The difficulty these days is finding enough time. It’s not that dancers aren’t interested in knowing more. When you sit down and start to talk with them you see very quickly the difference in how dancers approach productions today. And this superficial approach is more and more evident in recent years. Ashton, MacMillan, and Cranko did narrative ballets as opposed to dance for dancing’s sake. In their dances, the choreography is the movement script. The choreography serves the telling of the story or creates a mood, temperament, or personality. But today, dancers tend to learn the steps for their own sake and then they try to superimpose whatever character they are meant to be and it should be quite the opposite effort. The steps should reflect the personality yet it’s hard to persuade dancers to work in that dramatic way with the material—from the inside out. But if you believe in the work and you are constructing the role, the steps become perfectly logical. Otherwise the steps are an immense chaos.

If a choreographer is working with you on the creation of a ballet—one that is going to be a narrative piece where you portray a character—one of the first things he will want to see is the person that you believe you can create because that’s going to channel the way he choreographs. So if the choreographer wants Juliet, you have to provide him with a form of Juliet, how you perceive her to be, so that he can immediately say, “That’s not how I perceive Juliet.”

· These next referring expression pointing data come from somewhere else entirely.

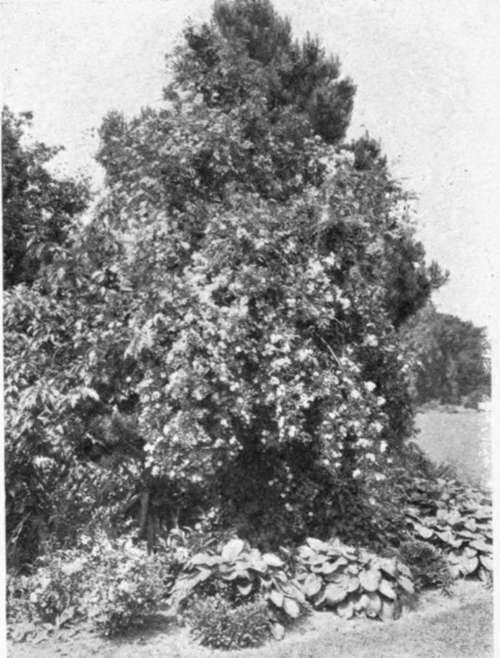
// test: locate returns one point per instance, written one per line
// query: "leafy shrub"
(428, 565)
(240, 573)
(458, 521)
(112, 584)
(52, 593)
(353, 582)
(216, 623)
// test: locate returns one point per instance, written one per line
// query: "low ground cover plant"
(428, 565)
(458, 523)
(353, 582)
(216, 623)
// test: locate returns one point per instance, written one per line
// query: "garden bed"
(440, 626)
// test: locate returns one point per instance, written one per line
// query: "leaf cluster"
(353, 582)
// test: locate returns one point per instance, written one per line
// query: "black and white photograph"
(248, 328)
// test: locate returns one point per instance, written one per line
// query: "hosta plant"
(460, 526)
(353, 582)
(242, 574)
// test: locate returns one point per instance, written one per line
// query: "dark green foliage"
(428, 565)
(353, 582)
(248, 50)
(111, 584)
(452, 358)
(37, 207)
(240, 573)
(223, 333)
(216, 623)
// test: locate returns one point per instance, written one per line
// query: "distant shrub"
(428, 565)
(216, 623)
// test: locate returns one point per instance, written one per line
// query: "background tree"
(224, 332)
(451, 357)
(37, 207)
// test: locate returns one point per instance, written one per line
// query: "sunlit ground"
(459, 439)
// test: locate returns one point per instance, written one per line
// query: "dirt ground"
(440, 627)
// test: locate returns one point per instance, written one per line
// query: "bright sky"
(428, 79)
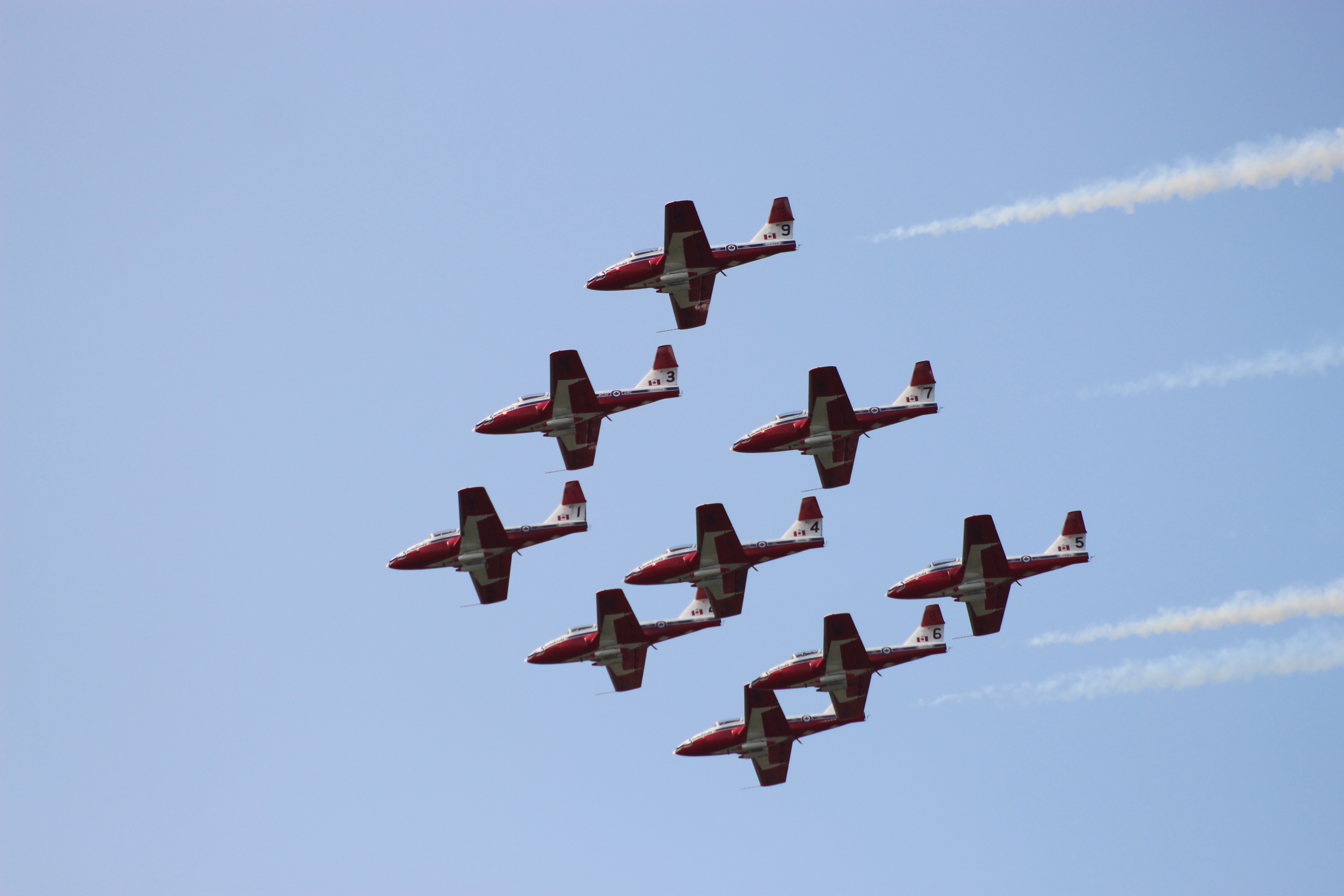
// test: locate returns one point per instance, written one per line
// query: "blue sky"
(267, 265)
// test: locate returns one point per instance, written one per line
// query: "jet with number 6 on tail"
(572, 413)
(686, 267)
(980, 578)
(830, 429)
(484, 549)
(845, 667)
(619, 641)
(718, 562)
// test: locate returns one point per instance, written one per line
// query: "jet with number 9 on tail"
(830, 429)
(980, 578)
(619, 641)
(484, 549)
(572, 413)
(686, 267)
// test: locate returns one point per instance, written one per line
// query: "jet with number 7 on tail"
(830, 429)
(619, 641)
(686, 267)
(484, 549)
(980, 578)
(572, 413)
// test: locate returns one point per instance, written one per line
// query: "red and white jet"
(980, 578)
(764, 735)
(718, 562)
(619, 641)
(483, 547)
(686, 267)
(572, 413)
(830, 429)
(845, 667)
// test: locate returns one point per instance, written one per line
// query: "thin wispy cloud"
(1316, 361)
(1307, 652)
(1264, 166)
(1244, 608)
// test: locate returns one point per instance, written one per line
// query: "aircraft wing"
(987, 613)
(716, 538)
(773, 768)
(480, 524)
(616, 622)
(764, 717)
(726, 593)
(578, 446)
(685, 244)
(572, 393)
(837, 467)
(850, 703)
(982, 553)
(628, 675)
(491, 578)
(828, 404)
(691, 305)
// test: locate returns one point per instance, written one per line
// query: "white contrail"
(1314, 362)
(1312, 158)
(1245, 606)
(1306, 652)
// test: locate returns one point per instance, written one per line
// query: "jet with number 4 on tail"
(619, 641)
(764, 735)
(980, 578)
(830, 429)
(572, 413)
(484, 549)
(845, 667)
(686, 265)
(718, 562)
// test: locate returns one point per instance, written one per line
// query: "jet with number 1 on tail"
(484, 549)
(686, 267)
(980, 578)
(619, 641)
(831, 426)
(572, 413)
(718, 562)
(764, 735)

It was difficult for me when we first did Romeo, because if Rudolf had had his way, Juliet would have been a boy. Rudolf had first read the play in Russian, and it’s quite a study to understand the fine points of Shakespeare when it’s not even your given language. Inevitably, he was intrigued by the fact that in Shakespeare’s time there were no female actors and that Juliet would have been played by a boy. I am sure that I would have not gotten the part if I had not been as strong as a horse. In working on this ballet with Rudolf, I realized that I had to change my point of view and realize that Juliet was the strength in the play. She is the one who makes the decisions, the one who is determined that this will work. She plots and plans, and Rudolf was very nervous about the masculine element and the animal reaction of two teenagers who don’t know quite how to play this game of love. But events happen, and they have to react and respond to them.

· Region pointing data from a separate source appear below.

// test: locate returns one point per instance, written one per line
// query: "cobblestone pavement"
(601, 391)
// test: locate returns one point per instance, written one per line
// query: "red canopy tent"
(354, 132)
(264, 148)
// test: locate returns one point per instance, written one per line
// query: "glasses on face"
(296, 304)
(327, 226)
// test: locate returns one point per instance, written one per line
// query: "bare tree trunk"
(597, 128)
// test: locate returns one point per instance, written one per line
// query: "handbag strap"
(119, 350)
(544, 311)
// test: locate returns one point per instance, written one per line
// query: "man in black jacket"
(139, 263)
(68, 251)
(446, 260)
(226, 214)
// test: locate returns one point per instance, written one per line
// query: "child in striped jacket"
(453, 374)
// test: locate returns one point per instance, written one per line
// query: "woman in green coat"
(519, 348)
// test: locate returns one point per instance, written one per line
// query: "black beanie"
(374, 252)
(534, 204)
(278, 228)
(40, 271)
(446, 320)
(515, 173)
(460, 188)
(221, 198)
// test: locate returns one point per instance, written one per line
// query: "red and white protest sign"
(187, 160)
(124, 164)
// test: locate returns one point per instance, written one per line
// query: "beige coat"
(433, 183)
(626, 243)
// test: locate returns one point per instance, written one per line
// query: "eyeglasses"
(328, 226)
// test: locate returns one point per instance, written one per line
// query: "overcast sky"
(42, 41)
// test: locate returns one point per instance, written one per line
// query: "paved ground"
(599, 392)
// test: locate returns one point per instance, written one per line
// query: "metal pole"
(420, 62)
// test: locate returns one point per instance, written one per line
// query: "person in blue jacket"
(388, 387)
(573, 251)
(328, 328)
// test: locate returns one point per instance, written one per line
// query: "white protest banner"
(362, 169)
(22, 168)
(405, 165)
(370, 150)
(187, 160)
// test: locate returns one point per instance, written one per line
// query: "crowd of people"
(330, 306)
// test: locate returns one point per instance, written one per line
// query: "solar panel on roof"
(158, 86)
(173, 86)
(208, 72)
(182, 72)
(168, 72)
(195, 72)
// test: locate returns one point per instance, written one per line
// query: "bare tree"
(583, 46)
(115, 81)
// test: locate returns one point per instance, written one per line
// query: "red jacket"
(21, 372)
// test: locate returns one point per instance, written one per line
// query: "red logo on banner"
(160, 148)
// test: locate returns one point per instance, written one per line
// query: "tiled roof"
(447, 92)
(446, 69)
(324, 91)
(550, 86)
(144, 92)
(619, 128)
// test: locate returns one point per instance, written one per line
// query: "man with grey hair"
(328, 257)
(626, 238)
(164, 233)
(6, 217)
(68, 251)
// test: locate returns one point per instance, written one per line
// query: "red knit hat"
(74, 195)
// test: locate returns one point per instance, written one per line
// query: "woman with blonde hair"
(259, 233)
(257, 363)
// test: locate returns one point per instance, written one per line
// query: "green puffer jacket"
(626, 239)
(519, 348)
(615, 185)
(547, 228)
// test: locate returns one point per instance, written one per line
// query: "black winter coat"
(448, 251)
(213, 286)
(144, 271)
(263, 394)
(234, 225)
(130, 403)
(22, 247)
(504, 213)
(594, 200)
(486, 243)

Rudolf asked, “What would happen in a family row when everybody talks at once and nobody understands what’s happening?” The death of Juliet was never choreographed. It was . . . we talked about it, you see, and this was an enormously interesting and exciting way of working. We figured we’d take a few risks, but at the same time, because it’s a work of creation this method inevitably becomes settled as you do it more and more. But what Rudolf was doing was pulling the characters out of the people he was working with—who we were and who we could become as personalities. The ballet was made very closely on the specific people that he chose to work with. In this regard it was a true creation.

Rudolf choreographed all the parts on others in order to be able to see them—he didn’t choreograph on his own body. It was a whole different way of working. He used a personality, responding to Mercutio, Tybalt, and Benvolio as they were. It was an amazingly interesting experience. That is also how Kenneth and Ashton worked—they pulled an enormous amount out of their dancers. They allowed themselves to be moved by them and “spied” on the people that they were working with. Every great artist creates from his muse: Fonteyn with Ashton, Seymour with MacMillan. Maybe one of the problems today is that dancers don’t get enough opportunity to have ballets created on them except in places where the choreographer is also the artistic director.